In the last week there’ve been deeply worrying developments in Guatemala. Rodrigo Rosenberg, a highly respected Guatemalan lawyer, was killed Sunday outside of his house by unknown gunmen. On Monday, a posthumous video recorded by Rosenberg was released where he blames the country’s president, Alvaro Colom, for his assassination. Constantino Díaz-Durán, former editor of elcato.org, tells the story in a piece appearing in the Daily Beast.
Since Monday, thousands of Guatemalans have flocked to the streets demanding Colom’s resignation, but they have been met by an equal number of government supporters who are resorting to violence and intimidation against the protesters. This is the modus operandi of the hard-left in countries such as Venezuela, Bolivia, Argentina, and Ecuador. But nobody would’ve expected a center-left government led by a mild-manner president like Colom to employ such tactics.

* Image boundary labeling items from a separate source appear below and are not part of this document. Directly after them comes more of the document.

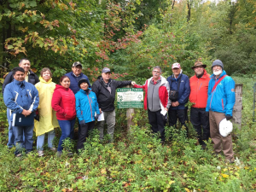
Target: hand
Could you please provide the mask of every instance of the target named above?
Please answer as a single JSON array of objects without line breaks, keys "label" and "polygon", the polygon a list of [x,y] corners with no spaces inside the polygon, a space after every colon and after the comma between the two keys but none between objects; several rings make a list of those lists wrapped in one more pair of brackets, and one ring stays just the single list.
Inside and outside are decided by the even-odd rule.
[{"label": "hand", "polygon": [[80,125],[81,125],[81,126],[84,126],[84,125],[85,125],[84,120],[81,120],[81,121],[80,121]]},{"label": "hand", "polygon": [[207,117],[209,117],[209,112],[208,111],[206,111],[206,115],[207,115]]},{"label": "hand", "polygon": [[100,116],[100,114],[96,114],[96,115],[95,116],[95,119],[98,119],[99,116]]},{"label": "hand", "polygon": [[225,116],[226,116],[227,120],[230,120],[233,118],[232,116],[230,116],[229,114],[226,114]]}]

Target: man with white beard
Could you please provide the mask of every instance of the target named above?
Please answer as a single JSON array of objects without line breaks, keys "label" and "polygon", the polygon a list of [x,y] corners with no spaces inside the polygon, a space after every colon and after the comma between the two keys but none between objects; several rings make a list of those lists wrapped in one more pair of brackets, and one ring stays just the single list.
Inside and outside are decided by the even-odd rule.
[{"label": "man with white beard", "polygon": [[[213,74],[208,86],[208,99],[206,111],[210,119],[210,133],[215,154],[223,150],[226,161],[234,163],[234,152],[232,148],[232,137],[222,137],[219,133],[219,123],[222,119],[232,119],[233,107],[236,102],[235,81],[226,75],[224,64],[220,60],[212,62]],[[221,146],[222,145],[222,146]]]}]

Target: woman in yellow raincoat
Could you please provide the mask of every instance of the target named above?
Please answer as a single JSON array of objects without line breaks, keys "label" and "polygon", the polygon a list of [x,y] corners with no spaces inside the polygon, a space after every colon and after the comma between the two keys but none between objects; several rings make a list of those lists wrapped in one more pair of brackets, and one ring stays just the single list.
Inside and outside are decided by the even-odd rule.
[{"label": "woman in yellow raincoat", "polygon": [[59,127],[59,124],[56,112],[51,108],[51,98],[55,89],[55,84],[51,79],[52,73],[49,68],[43,68],[40,73],[40,82],[35,84],[39,95],[39,121],[35,120],[35,130],[38,156],[43,156],[45,133],[48,133],[48,147],[53,151],[56,150],[52,143],[55,137],[55,128]]}]

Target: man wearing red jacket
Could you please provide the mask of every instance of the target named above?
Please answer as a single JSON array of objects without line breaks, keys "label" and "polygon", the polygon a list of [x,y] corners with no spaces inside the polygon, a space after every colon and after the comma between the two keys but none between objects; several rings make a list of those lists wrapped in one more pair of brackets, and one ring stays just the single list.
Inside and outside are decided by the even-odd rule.
[{"label": "man wearing red jacket", "polygon": [[165,141],[165,125],[167,119],[167,111],[171,106],[169,100],[169,83],[166,79],[160,76],[161,68],[154,67],[153,77],[148,79],[144,85],[131,84],[135,88],[143,88],[146,94],[144,98],[144,109],[148,108],[148,121],[154,133],[160,132],[160,139]]},{"label": "man wearing red jacket", "polygon": [[190,121],[197,132],[198,141],[203,148],[206,148],[204,141],[207,141],[210,137],[209,117],[206,113],[210,75],[207,74],[206,67],[207,65],[202,64],[202,62],[196,61],[192,67],[195,75],[189,80],[189,101],[194,103],[190,112]]}]

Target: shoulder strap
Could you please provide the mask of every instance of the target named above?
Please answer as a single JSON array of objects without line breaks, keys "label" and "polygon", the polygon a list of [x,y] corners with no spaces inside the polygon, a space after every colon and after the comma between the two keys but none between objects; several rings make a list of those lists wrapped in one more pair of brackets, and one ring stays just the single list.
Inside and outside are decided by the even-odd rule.
[{"label": "shoulder strap", "polygon": [[212,93],[214,91],[214,90],[216,89],[217,85],[228,75],[224,75],[222,76],[220,79],[218,79],[218,80],[215,83],[212,90]]}]

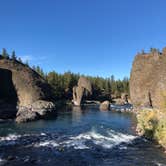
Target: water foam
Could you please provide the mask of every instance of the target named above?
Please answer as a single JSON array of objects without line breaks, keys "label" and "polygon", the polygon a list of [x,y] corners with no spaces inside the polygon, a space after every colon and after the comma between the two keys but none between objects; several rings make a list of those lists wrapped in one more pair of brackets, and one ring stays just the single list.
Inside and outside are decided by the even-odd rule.
[{"label": "water foam", "polygon": [[[70,136],[65,140],[57,142],[56,140],[45,140],[35,144],[36,147],[73,147],[74,149],[90,149],[92,145],[98,145],[102,148],[110,149],[121,143],[130,143],[136,136],[127,135],[114,130],[108,130],[106,134],[101,134],[96,130],[91,130],[89,132],[81,133],[77,136]],[[126,147],[121,147],[125,149]]]}]

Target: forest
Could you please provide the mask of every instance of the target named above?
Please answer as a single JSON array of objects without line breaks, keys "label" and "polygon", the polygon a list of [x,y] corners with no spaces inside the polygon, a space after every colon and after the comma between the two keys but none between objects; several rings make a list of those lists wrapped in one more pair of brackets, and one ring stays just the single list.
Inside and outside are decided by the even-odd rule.
[{"label": "forest", "polygon": [[77,85],[80,76],[87,77],[92,83],[93,94],[87,98],[89,100],[112,100],[113,98],[119,98],[122,93],[129,94],[128,77],[124,77],[120,80],[115,79],[115,76],[111,74],[110,77],[103,78],[100,76],[87,76],[73,73],[71,71],[67,71],[63,74],[56,71],[46,73],[40,66],[30,66],[28,61],[23,62],[21,58],[16,56],[15,51],[12,51],[11,55],[9,55],[6,49],[2,49],[1,57],[4,59],[19,61],[20,63],[24,63],[26,66],[31,67],[53,87],[57,100],[72,99],[72,89]]}]

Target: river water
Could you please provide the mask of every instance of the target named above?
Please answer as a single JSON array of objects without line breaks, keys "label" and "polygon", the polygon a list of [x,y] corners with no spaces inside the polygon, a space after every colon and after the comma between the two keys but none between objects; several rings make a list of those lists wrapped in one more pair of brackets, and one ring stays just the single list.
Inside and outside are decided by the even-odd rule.
[{"label": "river water", "polygon": [[165,166],[166,155],[135,135],[129,113],[98,106],[59,110],[26,124],[0,123],[0,165]]}]

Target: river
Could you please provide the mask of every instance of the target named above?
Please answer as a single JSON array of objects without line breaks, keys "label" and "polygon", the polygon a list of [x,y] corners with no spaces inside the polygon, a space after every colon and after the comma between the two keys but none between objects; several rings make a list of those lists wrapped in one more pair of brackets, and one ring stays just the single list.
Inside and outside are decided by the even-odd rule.
[{"label": "river", "polygon": [[73,107],[24,124],[0,123],[0,165],[165,166],[166,155],[140,138],[131,113]]}]

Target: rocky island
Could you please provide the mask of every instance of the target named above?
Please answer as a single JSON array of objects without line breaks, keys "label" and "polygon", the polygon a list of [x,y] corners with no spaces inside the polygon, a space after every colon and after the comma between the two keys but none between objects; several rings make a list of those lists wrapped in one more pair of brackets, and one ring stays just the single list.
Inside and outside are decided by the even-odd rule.
[{"label": "rocky island", "polygon": [[51,86],[25,64],[1,56],[0,78],[0,118],[27,122],[55,111]]}]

However, there are more worrisome signs that the government is planning to crack down on dissenters. Yesterday a man was arrested after encouraging people through Twitter to withdraw their savings from Banrural, the bank involved in the corruption charges that Rosenberg made against the Colom administration. He’s been charged with “inciting financial panic.” Hours later, another man was arrested for distributing copies of Rosenberg’s video in the streets. The government claims he was “inciting the public.”
Whatever happens in the following weeks will determine the future of Guatemala’s institutional democracy. The United States should be paying closer attention to the situation, considering Guatemala’s position as Central America’s most populous democracy.